Так, органицистская модель Г. Спенсера в целом предлагает аналогию между биологическим животным организмом, состоящим из органов, и общественным образованием, обладающим системами социальных органов. Примечательно, что Спенсер сравнивает развивающееся в ходе исторического процесса общество не столько с одним конкретным животным организмом, сколько с собирательным организмом, эволюционирующим от клеточных колоний через кишечнополостных гидр и их колоний к животному с развитым головным мозгом [Комиссаров 2015б]. Таким сравнением Спенсер показывает эволюцию общественной жизни от первобытных племен (клеточных соединений) до современных государств (венцом творения у Спенсера выступает английское общество с парламентарным устройством).
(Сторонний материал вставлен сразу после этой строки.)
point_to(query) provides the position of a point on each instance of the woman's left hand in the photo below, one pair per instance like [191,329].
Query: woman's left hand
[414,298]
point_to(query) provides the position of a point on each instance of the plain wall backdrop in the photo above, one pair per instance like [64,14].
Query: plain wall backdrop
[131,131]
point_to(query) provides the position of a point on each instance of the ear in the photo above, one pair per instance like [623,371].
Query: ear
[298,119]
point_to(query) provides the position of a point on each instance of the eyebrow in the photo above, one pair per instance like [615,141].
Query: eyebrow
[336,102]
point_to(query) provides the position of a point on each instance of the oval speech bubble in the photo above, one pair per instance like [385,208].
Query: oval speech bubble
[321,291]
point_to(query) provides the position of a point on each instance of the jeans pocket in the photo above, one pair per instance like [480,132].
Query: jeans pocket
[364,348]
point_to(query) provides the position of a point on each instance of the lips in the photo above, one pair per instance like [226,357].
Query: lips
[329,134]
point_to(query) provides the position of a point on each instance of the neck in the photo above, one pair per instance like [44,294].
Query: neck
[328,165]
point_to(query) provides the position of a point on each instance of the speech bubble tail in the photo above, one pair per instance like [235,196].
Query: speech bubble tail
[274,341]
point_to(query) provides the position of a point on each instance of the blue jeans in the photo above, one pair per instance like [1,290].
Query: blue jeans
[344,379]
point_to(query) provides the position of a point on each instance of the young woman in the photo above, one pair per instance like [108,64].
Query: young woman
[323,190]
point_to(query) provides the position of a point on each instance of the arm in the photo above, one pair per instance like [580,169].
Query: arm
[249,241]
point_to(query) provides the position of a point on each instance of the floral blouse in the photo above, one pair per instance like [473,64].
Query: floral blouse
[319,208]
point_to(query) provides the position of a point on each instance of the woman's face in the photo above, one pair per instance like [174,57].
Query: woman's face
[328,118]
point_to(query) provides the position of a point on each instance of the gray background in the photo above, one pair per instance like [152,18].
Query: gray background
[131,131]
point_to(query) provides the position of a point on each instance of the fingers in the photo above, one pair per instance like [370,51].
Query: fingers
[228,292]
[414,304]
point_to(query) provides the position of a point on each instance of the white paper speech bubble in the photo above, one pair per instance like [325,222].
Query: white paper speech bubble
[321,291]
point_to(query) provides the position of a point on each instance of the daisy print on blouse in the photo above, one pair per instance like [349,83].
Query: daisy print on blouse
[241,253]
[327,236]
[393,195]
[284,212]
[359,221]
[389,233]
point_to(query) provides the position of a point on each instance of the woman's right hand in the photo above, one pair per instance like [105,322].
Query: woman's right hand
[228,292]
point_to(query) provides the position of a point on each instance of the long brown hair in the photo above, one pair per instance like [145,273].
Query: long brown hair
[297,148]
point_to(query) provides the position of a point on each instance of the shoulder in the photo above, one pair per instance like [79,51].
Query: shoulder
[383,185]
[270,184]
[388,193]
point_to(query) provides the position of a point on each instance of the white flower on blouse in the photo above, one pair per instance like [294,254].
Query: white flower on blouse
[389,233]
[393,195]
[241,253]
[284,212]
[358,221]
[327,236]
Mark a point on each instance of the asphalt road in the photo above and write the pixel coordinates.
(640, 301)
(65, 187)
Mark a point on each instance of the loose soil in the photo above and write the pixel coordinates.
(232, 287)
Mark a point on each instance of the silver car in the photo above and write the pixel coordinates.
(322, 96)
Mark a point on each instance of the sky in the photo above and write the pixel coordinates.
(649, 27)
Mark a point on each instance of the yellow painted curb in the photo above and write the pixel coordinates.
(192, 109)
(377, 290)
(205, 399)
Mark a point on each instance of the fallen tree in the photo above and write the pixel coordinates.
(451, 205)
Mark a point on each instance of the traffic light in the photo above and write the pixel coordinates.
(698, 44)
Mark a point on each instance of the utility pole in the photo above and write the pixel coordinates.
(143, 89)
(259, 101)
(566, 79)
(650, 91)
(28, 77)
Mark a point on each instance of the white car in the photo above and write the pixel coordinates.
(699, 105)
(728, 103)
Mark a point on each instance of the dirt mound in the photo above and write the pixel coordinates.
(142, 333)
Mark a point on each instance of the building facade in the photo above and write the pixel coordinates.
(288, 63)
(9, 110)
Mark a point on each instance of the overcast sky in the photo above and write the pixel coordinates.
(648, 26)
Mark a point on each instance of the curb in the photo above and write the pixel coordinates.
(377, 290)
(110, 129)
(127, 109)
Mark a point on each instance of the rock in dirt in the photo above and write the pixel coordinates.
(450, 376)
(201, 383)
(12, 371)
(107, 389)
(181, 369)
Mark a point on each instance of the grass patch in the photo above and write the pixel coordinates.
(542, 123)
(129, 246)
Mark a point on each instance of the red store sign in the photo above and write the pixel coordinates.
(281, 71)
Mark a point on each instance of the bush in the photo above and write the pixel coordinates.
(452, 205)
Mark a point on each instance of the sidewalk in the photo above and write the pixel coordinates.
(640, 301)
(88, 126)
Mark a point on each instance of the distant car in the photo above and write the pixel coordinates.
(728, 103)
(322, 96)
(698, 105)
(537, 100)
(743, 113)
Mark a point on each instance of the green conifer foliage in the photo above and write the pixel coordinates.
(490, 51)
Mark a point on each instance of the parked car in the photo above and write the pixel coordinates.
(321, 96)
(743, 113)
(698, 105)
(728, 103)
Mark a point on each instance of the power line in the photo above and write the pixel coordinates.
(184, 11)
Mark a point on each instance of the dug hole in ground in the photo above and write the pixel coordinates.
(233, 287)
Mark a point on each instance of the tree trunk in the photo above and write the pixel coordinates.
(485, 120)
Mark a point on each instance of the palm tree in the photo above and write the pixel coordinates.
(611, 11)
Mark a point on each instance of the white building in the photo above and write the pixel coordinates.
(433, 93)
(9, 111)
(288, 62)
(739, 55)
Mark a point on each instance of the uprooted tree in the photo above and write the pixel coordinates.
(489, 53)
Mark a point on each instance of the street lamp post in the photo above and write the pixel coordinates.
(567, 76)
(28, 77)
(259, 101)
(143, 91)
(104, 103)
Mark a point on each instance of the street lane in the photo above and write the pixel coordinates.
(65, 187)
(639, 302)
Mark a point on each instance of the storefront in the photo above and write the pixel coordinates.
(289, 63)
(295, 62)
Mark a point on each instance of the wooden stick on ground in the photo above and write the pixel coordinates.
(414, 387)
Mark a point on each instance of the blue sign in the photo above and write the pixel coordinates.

Если Г. Спенсер обращался для описания социальной реальности к миру животных, то наш соотечественник Н. Я. Данилевский – к царству растений. Данилевский, выделяя культурно-исторические типы – самобытные цивилизации всемирной истории, наделял их следующими чертами: «Ход развития культурно-исторических типов всего ближе уподобляется тем многолетним одноплодным растениям, у которых период роста бывает неопределенно продолжителен, но период цветения и плодоношения – относительно короток и истощает раз навсегда их жизненную силу» [Данилевский 2011].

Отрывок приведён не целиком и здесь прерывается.